I once saw a woman on the pavement outside a hospital in Ethiopia. Her clothing had come off and she had just delivered a baby―the umbilical chord was still attached. Ethiopian women are very modest people and they do not even show their legs. My reaction was to cover the woman, and so I did. Just then a TV crew, who had seen this sight and had gone to their jeep to get their gear to photograph this woman, arrived and saw that her clothes were on her and they demanded to know if I had done that. I said "Yes." The cameraman demanded that I take her clothes off the way they were before so they could film her. I wouldn't do it and he almost punched me. Luckily, the driver who had brought me there came to my rescue.
My 20 years of photojournalism for the United Nations took me to several countries to cover wars and refugee problems. In 1994, after my coverage of Sarajevo, I was asked to go to Rwanda. I visited a camp for "unaccompanied children" in Goma, Zaire. They had fled their homes in Rwanda and had taken temporary asylum across the border in Zaire. I met a young orphan boy named "Innocent." He explained in detail how he had lost both his parents who were killed by machetes. He also kept reminding me that I looked so much like his father. When I was leaving the camp he came closer to me and said, "If you ever come back to this part of the world, please come and visit me." I was fighting my tears, and we barely left the camp when we saw a pile of dead bodies by the roadside. A truck approached and two men got out to use shovels to throw the bodies into the back of the truck. I knelt down and made two pictures. I said a little prayer and put away my camera. The last body they threw in the truck was a strong man's body. He was partially clothed. What bothered me most was the way these dead bodies were treated. With no importance, as a matter of fact, they were removed like dust. Later that same day I witnessed a TV crew that was so excited about the coverage they were getting. I heard the cameraman yell to his producer of the "great, incredible, fantastic" shot that he had lined up. I ran to see what he had in his viewfinder: the camera was set up in a low angle and was trained on a row of bodies on the roadside.

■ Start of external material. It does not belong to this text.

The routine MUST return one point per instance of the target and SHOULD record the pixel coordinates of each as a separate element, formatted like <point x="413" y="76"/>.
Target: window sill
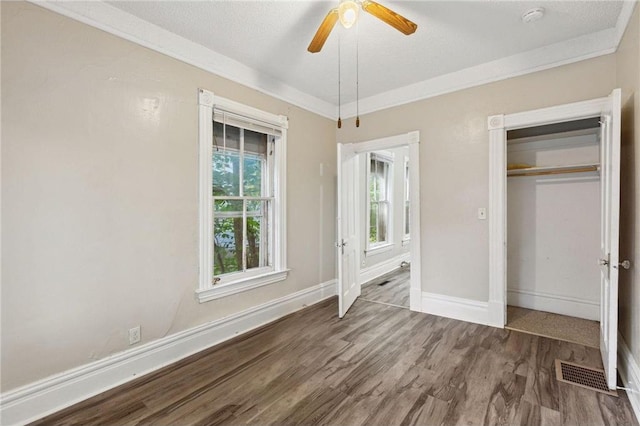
<point x="220" y="291"/>
<point x="371" y="251"/>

My trip back to the U.S. was very painful with such remembrances of the various things I had witnessed. I had seen similar sights and incidences earlier in my career, but somehow this time it weighed heavily on me and I had a feeling that I would not able to shrug this one off and get back to my routine. Sure enough, almost a week later, I was in my New York office one morning and I just could not function. Tears rolled down my cheeks and I could hardly hold myself together. I had a nervous breakdown and was given leave from my job for almost three months while I recovered. It took seeing the incredible beauty of a butterfly that was sitting on a sunflower in my neighbor's backyard to finally bring me back to photography and the camera that I had packed away for three months.